Le reste de la distribution était assez inégale. Le Valentin du brésilien Vinicius Atique est convaincant du point de vue théâtral, mais à peine correct vocalement. Par contre, nous avons beaucoup apprécié les prestations des chanteuses argentines Florencia Machado (Siebel) et Adriana Mastrángelo (Marthe), aussi bien sur le plan vocal que dans leur jeu de scène.

Les débuts du chef d’orchestre britannique Jan Latham-Koenig dans son tout nouveau rôle de directeur musical du Teatro Colón étaient très attendus. Dans l’ensemble, il n’a pas déçu. Malgré une passagère discordance dans les cuivres, l’Orchestre Permanent du Colón, a été l’un des piliers du spectacle. Gardant toujours le contact avec le plateau, et sans tomber dans le sentimentalisme larmoyant, Latham-Koenig a proposé des tableaux hauts en couleur et mis en valeur la richesse expressive et mélodique des airs et ensembles de Faust.

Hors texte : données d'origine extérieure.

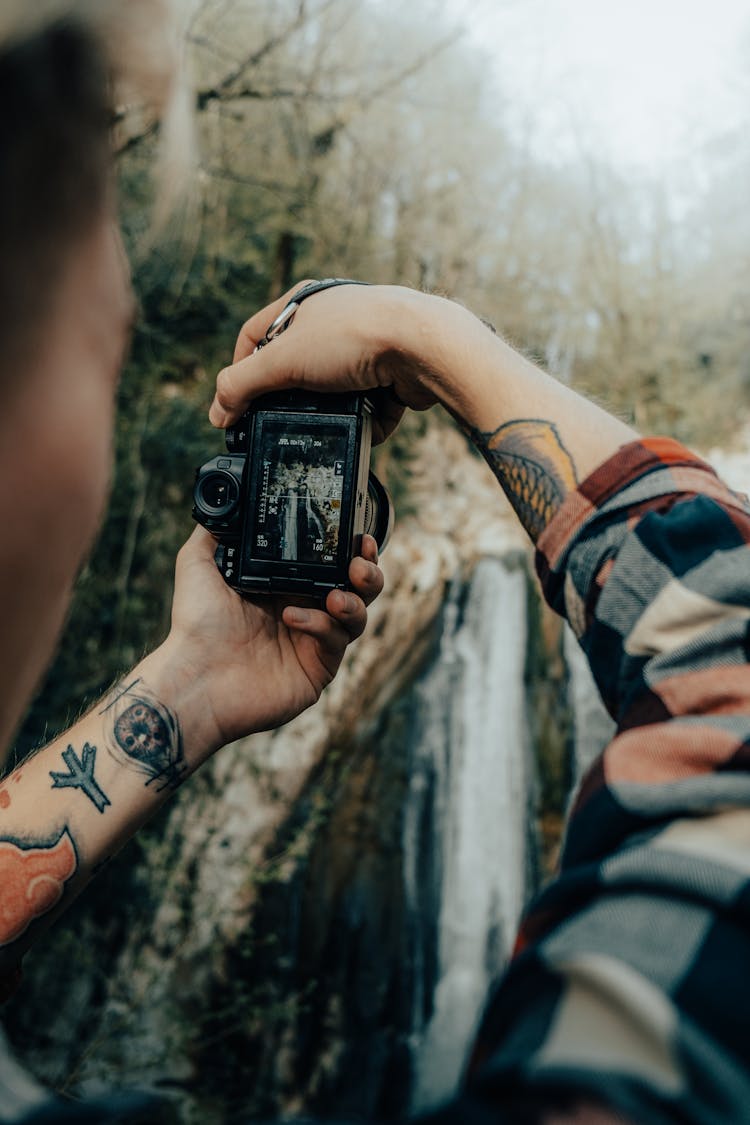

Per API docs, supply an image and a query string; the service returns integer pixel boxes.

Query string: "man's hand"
[209,282,445,443]
[154,528,382,753]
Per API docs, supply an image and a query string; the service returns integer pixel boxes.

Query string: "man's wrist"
[123,635,226,774]
[383,289,521,430]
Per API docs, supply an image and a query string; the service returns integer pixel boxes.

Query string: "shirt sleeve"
[463,439,750,1125]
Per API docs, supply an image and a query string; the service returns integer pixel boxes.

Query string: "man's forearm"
[395,297,636,541]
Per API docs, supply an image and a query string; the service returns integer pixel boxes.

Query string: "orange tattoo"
[0,828,78,945]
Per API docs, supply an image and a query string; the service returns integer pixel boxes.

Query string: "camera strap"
[255,278,370,351]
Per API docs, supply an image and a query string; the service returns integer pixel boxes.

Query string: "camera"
[192,390,394,602]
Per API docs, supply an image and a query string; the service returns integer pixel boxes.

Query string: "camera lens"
[196,471,240,516]
[364,473,394,551]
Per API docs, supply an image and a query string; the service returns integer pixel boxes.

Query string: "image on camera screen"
[246,421,349,564]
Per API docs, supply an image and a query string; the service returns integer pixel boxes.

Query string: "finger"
[232,280,319,363]
[281,605,352,668]
[349,557,385,605]
[208,333,314,429]
[326,585,370,640]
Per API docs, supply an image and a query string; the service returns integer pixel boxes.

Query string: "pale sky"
[445,0,750,173]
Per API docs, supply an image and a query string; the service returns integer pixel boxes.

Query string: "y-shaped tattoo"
[99,680,187,790]
[468,419,578,542]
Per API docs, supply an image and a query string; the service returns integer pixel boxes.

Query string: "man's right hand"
[209,282,461,442]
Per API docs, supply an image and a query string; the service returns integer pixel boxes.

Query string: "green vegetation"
[18,0,750,754]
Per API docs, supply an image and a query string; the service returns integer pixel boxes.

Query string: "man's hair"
[0,0,186,371]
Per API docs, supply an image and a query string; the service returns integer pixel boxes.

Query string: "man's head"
[0,0,182,755]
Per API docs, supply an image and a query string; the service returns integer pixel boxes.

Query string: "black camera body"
[192,390,392,602]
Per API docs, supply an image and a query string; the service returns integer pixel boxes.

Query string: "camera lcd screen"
[245,419,350,565]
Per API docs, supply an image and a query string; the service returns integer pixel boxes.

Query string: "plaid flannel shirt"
[445,439,750,1125]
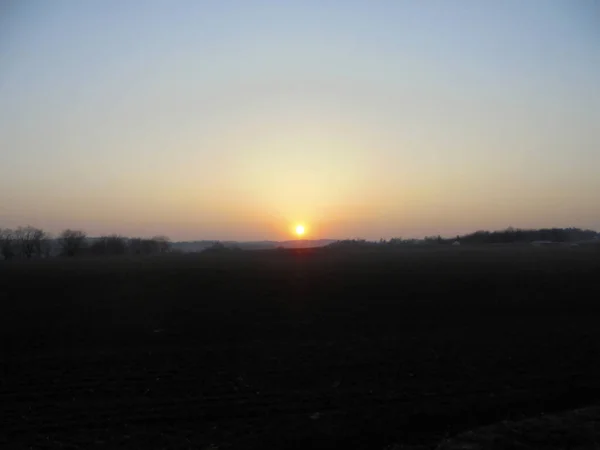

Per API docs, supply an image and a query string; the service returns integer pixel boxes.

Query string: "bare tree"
[58,229,87,256]
[15,226,46,259]
[0,228,15,260]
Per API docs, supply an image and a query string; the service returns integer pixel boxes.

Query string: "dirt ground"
[0,247,600,450]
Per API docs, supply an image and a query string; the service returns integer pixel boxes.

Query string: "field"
[0,247,600,450]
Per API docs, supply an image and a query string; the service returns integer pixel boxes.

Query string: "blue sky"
[0,0,600,239]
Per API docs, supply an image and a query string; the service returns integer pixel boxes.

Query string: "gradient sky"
[0,0,600,240]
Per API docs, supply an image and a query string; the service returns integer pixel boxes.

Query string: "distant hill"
[172,239,336,252]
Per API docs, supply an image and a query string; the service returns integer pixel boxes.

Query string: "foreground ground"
[0,247,600,450]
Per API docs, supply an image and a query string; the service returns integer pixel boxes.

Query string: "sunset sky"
[0,0,600,240]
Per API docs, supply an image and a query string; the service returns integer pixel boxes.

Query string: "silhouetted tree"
[15,226,47,259]
[90,234,127,255]
[0,228,15,260]
[58,229,87,256]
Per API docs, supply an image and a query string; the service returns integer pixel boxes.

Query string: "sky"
[0,0,600,240]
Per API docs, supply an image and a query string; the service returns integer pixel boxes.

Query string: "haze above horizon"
[0,0,600,241]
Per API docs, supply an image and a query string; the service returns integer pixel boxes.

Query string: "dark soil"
[0,247,600,450]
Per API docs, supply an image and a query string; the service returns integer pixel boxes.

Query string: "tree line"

Le Chœur du Teatro Colón, dirigé par Miguel Martinez, mérite une mention toute particulière. En grande forme, il a offert une superbe prestation grâce à sa solidité, sa conviction et le parfait amalgame des voix, ainsi que par une excellente performance scénique. N’oublions pas que Poda a recours au chœur, ainsi qu’aux danseurs et figurants, pour mettre en place des chorégraphies originales parmi lesquelles se démarque l’extraordinaire tableau de la nuit de Walpurgis avec des danseurs presque nus, au corps grisâtre, enveloppés par les vapeurs sulfureuses du royaume des démons.

Au rideau final, les applaudissements sont nourris. C’est une véritable standing ovation pour tous les artistes. On n’a pas vu le temps passer malgré les presque quatre heures de spectacle.